O diretor-comercial da Marcopolo para o mercado interno, Paulo Corso, acredita que a redução da taxa de juros e o aumento dos prazos de financiamento, incluídos no pacote do governo, devem "alavancar" as vendas de ônibus no segundo semestre. A expectativa é que os negócios retornem a um nível próximo ao observado na primeira metade de 2008, antes da crise. No primeiro trimestre de 2009 a produção de carrocerias no país caiu quase 37% sobre 2008.

 

As novas medidas do governo para estimular a economia incluíram a ampliação dos prazos de financiamento de ônibus com linhas do BNDES de 72 para 96 meses, com redução de 10,25% para 7% ao ano na taxa de juros. De acordo com Corso, entre 60% e 70% das vendas da Marcopolo no mercado interno são financiadas pela instituição. Corso afirmou também que a empresa tem condições de atender ao crescimento da demanda previsto para a segunda metade do ano sem novos investimentos nem contratação de pessoal.

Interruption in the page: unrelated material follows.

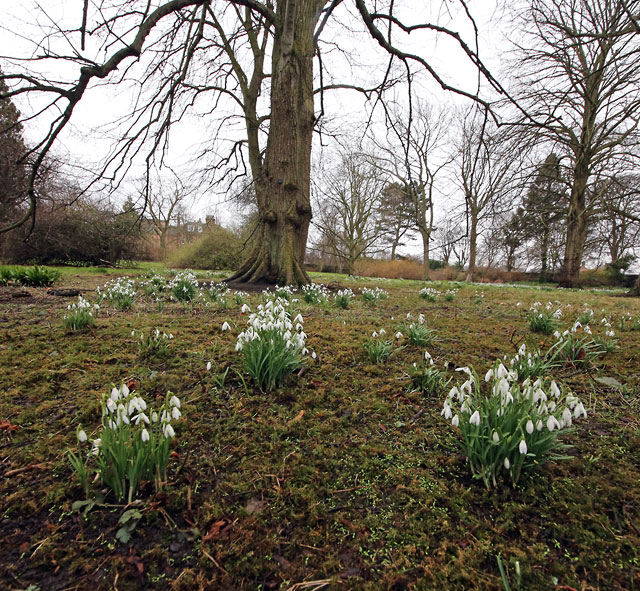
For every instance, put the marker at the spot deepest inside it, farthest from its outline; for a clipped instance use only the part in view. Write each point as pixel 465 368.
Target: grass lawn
pixel 343 478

A companhia recorreu à redução de jornada com a paralisação das duas fábricas de Caxias do Sul (RS) durante nove dias em fevereiro e março sem desconto salarial e agora dispõe de um bom estoque de banco de horas para suportar o aumento da produção.

 

O diretor de relações governamentais da Ford para América do sul, Rogelio Golfarb, também considera que a redução do IPI mostrou-se eficaz para estimular as vendas de automóveis no segundo trimestre e deve ajudar a manter a demanda aquecida no terceiro trimestre. "A redução do IPI permitiu que as vendas de automóveis se mantivessem no nível de 2008. Nos Estados Unidos, o mercado teve queda de 36%, na Argentina as vendas caíram 34%, e na Europa houve queda de 14,5%. Essa medida anticíclica teve um impacto bastante importante", compara.

 

Ele considera que a redução da TJLP será fundamental para estimular uma recuperação no setor de bens de capital e na área de caminhões, que acumulam no ano queda de 30%. A Ford, diz, não pretende antecipar planos de investimento ou realizar contratações em função das medidas do governo. "Ainda há uma capacidade ociosa grande para ser preenchida. Mas a redução dos juros é importante porque sinaliza um cenário mais favorável para o investimento no próximo próximo ano."

 

O presidente da distribuidora de aço Rio Negro, Carlos Loureiro, afirma que a redução do IPI para automóveis ajudou a dirimir a queda na produção de aço no país, de 35% no acumulado até maio. Para o setor siderúrgico, porém, a recuperação de grandes demandantes como os setores de caminhões, bens de capital e infraestrutura é fundamental para reverter esta queda. "O governo mexeu na alavanca certa, que é o custo do investimento. Agora os juros foram para um nível que permite antecipar investimentos. Esse pacote vai gerar mais uso de aço que o anterior", avalia.